Basically when you have many things to say about one thing (Product), it calls for another table, for these multiple "product attribute sets."* It would have (at least) 4 fields:
It would be related to the Product table via Product_ID (which would be a unique auto-entered serial or UID ID in the Product table, just a plain field in the child/join table). Then you could have any combo of your attributes, with a record in the child table for every unique combo. These child records would be created using a portal in Products, with [x] Allow creation of related records turned on (likely [x] Delete related records also, on the CHILD side).
I say "child/join" because I think of the child table more as a "self-join". In many cases you would be looking "through" it back to the Products table itself. To do such things as show "all products of this category", or subcategory, etc..
I wonder about Brand. It seems to me that in most situations a "product" from a different Brand, which is in other ways similar is actually a different Product. It usually is to the consumer. But looked at in a more general way they are the same. A little confusing. I would tend to think, 2 Products, sharing the same attribute sets.
*"Attribute Sets" is a term from XML, but it seems to best describe this.
I was thinking about creating four tables.
Brands -<--Categories -<--Subcategories -->- Products
Does this seem logical?

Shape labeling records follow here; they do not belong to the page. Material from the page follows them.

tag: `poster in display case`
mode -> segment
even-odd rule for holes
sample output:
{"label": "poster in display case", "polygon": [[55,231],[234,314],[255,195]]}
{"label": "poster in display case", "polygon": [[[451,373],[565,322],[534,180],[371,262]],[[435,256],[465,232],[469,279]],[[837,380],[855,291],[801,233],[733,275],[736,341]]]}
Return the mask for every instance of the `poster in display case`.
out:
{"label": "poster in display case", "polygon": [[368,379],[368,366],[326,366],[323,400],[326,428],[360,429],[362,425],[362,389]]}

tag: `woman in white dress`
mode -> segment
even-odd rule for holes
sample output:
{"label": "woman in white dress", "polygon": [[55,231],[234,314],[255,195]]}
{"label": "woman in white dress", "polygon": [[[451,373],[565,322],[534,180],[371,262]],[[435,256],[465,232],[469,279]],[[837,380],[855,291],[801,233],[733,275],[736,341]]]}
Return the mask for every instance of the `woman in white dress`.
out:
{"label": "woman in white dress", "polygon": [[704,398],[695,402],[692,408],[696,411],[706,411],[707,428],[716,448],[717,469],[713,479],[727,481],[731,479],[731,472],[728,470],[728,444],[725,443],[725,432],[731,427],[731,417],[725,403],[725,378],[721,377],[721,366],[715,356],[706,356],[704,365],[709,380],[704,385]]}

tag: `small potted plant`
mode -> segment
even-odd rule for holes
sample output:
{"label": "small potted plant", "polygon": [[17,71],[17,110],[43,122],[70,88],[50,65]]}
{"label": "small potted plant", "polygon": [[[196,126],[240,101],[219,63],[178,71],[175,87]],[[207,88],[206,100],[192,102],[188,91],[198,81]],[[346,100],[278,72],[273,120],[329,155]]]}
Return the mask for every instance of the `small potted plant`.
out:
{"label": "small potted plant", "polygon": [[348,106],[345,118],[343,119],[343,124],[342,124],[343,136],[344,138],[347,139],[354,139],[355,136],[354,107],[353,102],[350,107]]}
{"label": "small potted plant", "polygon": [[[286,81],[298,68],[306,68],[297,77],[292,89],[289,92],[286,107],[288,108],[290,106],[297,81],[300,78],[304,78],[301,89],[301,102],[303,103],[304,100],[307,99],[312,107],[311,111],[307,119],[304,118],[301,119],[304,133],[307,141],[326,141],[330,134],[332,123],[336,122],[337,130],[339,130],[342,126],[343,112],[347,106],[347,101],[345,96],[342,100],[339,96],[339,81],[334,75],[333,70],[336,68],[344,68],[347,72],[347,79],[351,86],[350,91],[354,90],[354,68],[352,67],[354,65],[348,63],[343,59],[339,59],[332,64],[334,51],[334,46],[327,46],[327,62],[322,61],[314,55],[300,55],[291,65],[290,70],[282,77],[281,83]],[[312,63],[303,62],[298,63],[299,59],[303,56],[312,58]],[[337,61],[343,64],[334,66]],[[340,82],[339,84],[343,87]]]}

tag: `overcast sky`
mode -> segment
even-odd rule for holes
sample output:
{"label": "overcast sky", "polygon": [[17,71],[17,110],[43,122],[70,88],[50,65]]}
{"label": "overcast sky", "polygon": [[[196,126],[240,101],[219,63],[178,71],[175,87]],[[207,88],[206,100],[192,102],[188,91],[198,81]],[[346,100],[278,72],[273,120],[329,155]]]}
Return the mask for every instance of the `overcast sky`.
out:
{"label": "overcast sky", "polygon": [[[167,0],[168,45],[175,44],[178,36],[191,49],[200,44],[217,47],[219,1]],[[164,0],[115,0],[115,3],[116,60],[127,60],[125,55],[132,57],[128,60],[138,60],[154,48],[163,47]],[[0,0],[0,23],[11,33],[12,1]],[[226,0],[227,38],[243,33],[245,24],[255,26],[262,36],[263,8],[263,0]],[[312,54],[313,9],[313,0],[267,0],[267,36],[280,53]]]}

I tend to think there would be a many to many relationship that exists between Brand and Categories because one Brand could have many Categories and a Category could exist for many Brands.
I would not do that. Yes, each one could have its own table. But these are what I call "reference" tables. They would contain all the possible entries; possibly even with an auto-enter serial ID. Their main use would be for Value Lists, in order to control what values were entered (you do not want misspellings).
But they are not the data entry "child/join" table that I was talking about. It would have the fields I mentioned. Whether a particular field in the join table is empty is not a problem (except Product_ID, which cannot be empty).
You would access data in the join table via either Finds or relationships. For example, a relationship from a particular category value, from any other table linked to the Product_Attributes (there, I've given it a name :-), could show all products of that same category.* There are several uses for this.
*Actually it would look "through" the join table to another table occurrence of Product. Because the join table contains only the Product ID, the name is always only in the Products table, at least in proper relational design. Makes it easy to change the name at any time, with no maintenance required. That is why I think of it as a "join".
Thanks for your help! I will try this out.